‘Wat gij niet wilt dat u geschiedt, doe dat ook een ander niet’: in haar nieuwe boek ‘De Grote Transformatie’ vertelt godsdiensthistorica Karen Armstrong hoe deze ‘gulden regel’ tijdens de zogenaamde Spilperiode (van 900 tot 200 v.C.) door verschillende ‘spirituele en filosofische genieën’ werd ontdekt. En die regel, schrijft ze, is vandaag belangrijker dan ooit. Een voorpublicatie.

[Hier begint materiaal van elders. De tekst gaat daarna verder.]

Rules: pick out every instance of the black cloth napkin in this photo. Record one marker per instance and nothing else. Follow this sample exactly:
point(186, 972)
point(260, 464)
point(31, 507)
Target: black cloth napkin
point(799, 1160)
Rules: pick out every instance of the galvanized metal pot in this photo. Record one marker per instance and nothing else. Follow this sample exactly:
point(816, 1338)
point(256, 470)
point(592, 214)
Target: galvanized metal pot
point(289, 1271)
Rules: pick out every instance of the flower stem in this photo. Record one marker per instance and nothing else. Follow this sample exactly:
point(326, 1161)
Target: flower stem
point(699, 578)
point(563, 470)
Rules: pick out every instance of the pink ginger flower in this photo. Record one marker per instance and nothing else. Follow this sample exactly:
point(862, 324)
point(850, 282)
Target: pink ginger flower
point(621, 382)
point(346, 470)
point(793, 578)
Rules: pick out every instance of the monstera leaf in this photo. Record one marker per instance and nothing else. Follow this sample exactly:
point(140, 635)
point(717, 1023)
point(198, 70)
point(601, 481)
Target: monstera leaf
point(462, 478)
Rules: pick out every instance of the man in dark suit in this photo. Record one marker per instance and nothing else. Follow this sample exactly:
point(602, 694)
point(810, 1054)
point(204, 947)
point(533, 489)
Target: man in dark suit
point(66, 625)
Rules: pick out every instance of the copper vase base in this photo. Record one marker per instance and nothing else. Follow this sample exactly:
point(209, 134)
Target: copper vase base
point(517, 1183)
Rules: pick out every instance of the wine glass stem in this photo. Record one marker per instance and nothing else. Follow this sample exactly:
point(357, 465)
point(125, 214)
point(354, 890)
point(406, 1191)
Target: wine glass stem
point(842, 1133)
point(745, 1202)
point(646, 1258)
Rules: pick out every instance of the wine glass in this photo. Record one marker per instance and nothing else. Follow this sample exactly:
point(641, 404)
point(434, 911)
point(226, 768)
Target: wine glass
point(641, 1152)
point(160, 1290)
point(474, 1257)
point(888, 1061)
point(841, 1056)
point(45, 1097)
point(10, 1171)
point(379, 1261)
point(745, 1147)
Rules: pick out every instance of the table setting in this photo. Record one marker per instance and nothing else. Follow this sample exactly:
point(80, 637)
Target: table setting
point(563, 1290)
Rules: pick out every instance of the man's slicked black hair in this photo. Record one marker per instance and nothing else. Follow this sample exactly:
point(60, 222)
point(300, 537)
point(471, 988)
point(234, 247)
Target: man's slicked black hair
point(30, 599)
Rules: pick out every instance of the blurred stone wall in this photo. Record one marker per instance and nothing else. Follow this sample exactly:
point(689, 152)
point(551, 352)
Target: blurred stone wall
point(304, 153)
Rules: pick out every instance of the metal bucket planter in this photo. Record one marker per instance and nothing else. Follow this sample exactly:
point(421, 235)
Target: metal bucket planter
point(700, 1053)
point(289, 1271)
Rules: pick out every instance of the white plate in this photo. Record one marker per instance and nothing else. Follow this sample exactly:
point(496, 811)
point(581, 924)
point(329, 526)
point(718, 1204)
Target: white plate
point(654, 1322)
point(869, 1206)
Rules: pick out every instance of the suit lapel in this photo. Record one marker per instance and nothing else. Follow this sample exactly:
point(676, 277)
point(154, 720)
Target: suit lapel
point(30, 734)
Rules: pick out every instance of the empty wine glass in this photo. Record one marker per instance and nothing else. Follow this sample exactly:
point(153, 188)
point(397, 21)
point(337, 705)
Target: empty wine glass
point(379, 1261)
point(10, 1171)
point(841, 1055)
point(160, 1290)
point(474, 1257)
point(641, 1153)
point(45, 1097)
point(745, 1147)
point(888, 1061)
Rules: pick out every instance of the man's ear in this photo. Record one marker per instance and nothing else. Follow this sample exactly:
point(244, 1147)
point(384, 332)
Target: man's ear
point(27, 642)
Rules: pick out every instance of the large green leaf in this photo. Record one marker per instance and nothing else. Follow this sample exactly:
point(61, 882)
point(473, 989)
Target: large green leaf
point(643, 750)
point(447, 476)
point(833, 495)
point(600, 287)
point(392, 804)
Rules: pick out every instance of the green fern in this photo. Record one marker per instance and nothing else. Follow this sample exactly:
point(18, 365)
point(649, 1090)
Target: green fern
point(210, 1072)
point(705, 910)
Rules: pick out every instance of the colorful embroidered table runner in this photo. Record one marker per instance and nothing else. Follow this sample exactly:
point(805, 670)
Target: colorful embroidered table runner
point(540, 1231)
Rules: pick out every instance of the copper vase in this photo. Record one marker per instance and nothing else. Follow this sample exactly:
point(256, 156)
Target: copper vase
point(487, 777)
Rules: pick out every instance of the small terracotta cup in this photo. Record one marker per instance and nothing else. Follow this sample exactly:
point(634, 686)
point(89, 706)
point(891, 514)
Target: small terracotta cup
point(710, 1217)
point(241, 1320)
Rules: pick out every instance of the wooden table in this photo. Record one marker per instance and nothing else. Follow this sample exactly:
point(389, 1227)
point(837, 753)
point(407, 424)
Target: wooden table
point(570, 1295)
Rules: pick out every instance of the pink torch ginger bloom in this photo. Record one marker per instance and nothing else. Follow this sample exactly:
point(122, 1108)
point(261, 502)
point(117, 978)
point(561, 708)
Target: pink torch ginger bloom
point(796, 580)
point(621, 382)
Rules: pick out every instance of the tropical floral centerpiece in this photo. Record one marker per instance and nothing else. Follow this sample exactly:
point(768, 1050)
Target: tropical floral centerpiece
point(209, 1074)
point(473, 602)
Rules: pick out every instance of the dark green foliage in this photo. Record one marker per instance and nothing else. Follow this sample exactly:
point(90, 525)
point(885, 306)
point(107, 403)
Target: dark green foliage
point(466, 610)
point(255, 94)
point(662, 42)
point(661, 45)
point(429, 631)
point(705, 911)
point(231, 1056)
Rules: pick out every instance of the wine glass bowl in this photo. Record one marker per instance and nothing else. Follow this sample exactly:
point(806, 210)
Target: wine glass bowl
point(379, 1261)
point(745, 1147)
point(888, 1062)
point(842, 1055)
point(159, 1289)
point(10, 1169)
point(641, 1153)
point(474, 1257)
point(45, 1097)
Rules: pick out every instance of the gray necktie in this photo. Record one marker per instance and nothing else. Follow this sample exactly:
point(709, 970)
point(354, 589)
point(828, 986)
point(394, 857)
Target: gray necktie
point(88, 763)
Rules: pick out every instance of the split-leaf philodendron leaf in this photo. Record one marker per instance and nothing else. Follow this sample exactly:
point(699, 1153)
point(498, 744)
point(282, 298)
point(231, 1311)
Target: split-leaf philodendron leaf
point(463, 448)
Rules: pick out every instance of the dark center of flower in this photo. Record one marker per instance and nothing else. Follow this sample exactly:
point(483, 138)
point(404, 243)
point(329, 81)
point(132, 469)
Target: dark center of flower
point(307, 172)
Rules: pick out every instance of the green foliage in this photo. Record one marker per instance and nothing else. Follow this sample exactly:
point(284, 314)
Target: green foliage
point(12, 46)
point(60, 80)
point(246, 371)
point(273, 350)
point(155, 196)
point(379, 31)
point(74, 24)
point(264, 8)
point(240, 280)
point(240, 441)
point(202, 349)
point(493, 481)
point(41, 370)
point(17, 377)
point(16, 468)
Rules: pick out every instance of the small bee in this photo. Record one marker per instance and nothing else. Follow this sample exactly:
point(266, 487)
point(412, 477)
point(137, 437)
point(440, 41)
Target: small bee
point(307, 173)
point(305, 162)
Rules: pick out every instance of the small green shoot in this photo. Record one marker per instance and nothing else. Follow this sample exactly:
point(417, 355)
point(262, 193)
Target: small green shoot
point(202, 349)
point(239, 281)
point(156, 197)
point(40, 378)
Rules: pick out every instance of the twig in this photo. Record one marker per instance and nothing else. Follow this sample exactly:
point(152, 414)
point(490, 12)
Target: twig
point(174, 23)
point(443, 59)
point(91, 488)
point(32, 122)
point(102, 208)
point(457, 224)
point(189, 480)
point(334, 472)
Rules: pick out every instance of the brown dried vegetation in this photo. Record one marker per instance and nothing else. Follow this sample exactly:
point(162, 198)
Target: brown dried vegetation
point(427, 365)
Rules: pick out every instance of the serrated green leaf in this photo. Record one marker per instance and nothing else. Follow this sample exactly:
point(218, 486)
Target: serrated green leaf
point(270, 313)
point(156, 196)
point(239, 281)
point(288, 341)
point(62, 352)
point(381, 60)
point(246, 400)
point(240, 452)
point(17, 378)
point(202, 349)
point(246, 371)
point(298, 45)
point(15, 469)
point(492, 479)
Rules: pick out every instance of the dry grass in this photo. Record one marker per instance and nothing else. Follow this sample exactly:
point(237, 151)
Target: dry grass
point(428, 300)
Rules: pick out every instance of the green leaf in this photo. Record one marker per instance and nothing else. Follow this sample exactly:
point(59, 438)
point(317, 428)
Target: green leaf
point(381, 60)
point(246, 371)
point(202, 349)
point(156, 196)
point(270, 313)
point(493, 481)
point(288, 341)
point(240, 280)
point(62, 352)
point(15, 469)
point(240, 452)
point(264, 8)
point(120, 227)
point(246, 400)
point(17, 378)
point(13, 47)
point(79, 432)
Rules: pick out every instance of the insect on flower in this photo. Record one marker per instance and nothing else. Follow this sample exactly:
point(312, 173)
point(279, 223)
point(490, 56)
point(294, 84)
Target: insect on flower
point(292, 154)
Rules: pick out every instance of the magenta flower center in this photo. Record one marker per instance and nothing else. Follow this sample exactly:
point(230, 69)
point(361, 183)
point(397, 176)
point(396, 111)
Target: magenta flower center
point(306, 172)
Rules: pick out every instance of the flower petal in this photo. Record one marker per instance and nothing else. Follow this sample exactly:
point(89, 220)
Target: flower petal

Vrijwel elke generatie denkt op een keerpunt in de geschiedenis te staan, maar de problemen van onze tijd lijken wel uitzonderlijk ingewikkeld en de toekomst lijkt steeds onzekerder. Achter veel van onze moeilijkheden schuilt een diepe geestelijke crisis. In de twintigste eeuw zagen we een uitbarsting van geweld op een ongekend grote schaal. Helaas heeft ons vermogen om elkaar kwaad te doen en te verminken gelijke tred gehouden met onze uitzonderlijke economische en wetenschappelijke vooruitgang. Het lijkt ons te ontbreken aan de wijsheid om onze agressie te beteugelen en binnen veilige en gepaste grenzen te houden. De explosie van de eerste atoombommen boven Hiroshima en Nagasaki onthulde de nihilistische zelfvernietiging die verscholen zit in de briljante prestaties van onze moderne cultuur. We riskeren een milieuramp omdat we de aarde niet meer zien als iets heiligs, maar gewoon als een ‘hulpbron’. Tenzij er een soort geestelijke revolutie komt die onze technologische genialiteit kan bijhouden, ziet het er niet naar uit dat we onze planeet zullen kunnen redden. Zuiver rationele kennis zal niet voldoende zijn. We hebben door schade en schande ontdekt dat een grote universiteit kan blijven bestaan vlak bij een concentratiekamp. Auschwitz, Rwanda, Bosnië en de vernietiging van het World Trade Center waren allemaal duistere epifanieën die lieten zien wat er kan gebeuren als het besef van de heilige onschendbaarheid van elk menselijk wezen verloren is gegaan.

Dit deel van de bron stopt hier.